Die Frage der Nähe im Kontinuierlichen Verbesserungsprozess stellt sich auf verschiedenen Ebenen und zwischen verschiedenen Personen bzw. Situationen. Grundsätzlich ist Nähe immer eine Relation und benötigt deshalb zwei Bezugspunkte. Diese Bezugspunkte können Personen sein, aber auch abstraktere „Elemente“.
Nähe zwischen Führungskraft und Mitarbeiter
Dieser Aspekt der Nähe hat erstmal nicht mit dem KVP direkt zu tun, sondern ist ein generelles Führungsthema. Boris Grundl schreibt in seinem Buch „Leading Simple“ dazu – vermutlich aus eigener Erfahrung, wenn man vom Kollegen zur Führungskraft aufsteigt – „Nicht über Nähe kommt mann nur Leistung, sondern über die Leistung zur Nähe.“ Ganz explizit nennt er es einen Führungsmythos über die Nähe (zwischen Führungskraft und Mitarbeiter) zur Leistung zu kommen.

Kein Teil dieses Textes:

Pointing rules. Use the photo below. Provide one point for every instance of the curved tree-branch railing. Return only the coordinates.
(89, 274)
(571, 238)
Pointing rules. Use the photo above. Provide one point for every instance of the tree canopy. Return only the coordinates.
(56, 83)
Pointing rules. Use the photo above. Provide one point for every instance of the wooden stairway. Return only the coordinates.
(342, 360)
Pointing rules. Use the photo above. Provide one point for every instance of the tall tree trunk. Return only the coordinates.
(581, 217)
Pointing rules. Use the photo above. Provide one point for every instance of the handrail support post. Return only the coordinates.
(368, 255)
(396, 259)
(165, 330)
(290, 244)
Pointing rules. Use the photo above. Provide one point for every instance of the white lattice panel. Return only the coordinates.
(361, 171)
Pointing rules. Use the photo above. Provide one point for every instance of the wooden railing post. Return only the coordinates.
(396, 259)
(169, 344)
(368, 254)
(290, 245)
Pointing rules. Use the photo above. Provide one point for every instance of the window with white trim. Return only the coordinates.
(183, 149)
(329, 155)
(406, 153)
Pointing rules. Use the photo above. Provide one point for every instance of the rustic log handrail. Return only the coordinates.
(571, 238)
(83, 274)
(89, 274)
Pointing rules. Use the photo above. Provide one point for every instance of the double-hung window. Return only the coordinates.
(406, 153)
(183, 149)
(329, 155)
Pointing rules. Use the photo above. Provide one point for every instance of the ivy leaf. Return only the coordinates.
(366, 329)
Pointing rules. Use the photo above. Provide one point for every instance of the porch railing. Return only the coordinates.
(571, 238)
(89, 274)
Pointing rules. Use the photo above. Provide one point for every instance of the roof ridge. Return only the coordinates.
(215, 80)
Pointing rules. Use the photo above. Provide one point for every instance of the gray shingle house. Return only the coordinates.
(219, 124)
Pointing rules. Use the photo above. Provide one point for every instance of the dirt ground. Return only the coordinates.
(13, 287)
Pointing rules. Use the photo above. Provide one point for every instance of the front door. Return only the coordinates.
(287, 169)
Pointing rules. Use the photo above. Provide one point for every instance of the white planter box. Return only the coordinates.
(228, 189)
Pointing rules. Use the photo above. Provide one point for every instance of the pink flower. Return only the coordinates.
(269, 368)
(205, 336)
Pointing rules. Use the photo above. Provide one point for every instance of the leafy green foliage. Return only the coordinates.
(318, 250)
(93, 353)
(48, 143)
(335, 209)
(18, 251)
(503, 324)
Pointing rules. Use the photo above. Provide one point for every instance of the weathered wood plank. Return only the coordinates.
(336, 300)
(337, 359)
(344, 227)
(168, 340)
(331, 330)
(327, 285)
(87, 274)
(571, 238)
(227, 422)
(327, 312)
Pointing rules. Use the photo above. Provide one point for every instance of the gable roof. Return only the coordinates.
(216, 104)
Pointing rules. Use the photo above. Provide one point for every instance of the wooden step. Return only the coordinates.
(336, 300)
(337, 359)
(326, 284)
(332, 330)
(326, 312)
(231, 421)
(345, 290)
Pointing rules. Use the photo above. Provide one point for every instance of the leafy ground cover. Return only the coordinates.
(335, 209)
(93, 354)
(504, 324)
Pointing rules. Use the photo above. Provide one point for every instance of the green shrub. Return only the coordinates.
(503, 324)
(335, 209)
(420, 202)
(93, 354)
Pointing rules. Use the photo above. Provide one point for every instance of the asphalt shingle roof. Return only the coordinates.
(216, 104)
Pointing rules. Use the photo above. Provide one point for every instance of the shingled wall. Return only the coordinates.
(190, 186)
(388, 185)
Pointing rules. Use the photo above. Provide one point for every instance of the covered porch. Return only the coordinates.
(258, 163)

Gleichzeitig sollten wir bedenken, dass Nähe für Menschen als soziale Wesen einfach ein Grundbedürfnis darstellt. Dieses Bedürfnis haben dabei sowohl Führungskräfte als auch Mitarbeiter, teilweise aus unterschiedlichen Gründen, diese zum Teil aus der hierarchischen Rolle herrühren, gleichzeitig aber einfach nur im unterschiedlichen Wesen der Menschen begründet sind.
Die Nähe – in welcher Qualität und Quantität auch immer – zwischen den Beteiligten erlaubt es primär auch, Bedürfnisse generell wahrzunehmen und sie in das Verständnis für die Motivation einzubeziehen – die eigene wie auch die der anderen – und damit in die aus dieser Motivation abgeleiteten Handlungen bzw. das Verhalten und wiederum das Verständnis dafür. Wenn ich also nicht die gewünschten Reaktionen erhalte (die der anderen aber durchaus auch die eigenen), ist es eine Option das Verständnis für die Motivation zu diesen Handlungen zu hinterfragen und das auf die Nähe als Basis für das Verständnis auszudehnen.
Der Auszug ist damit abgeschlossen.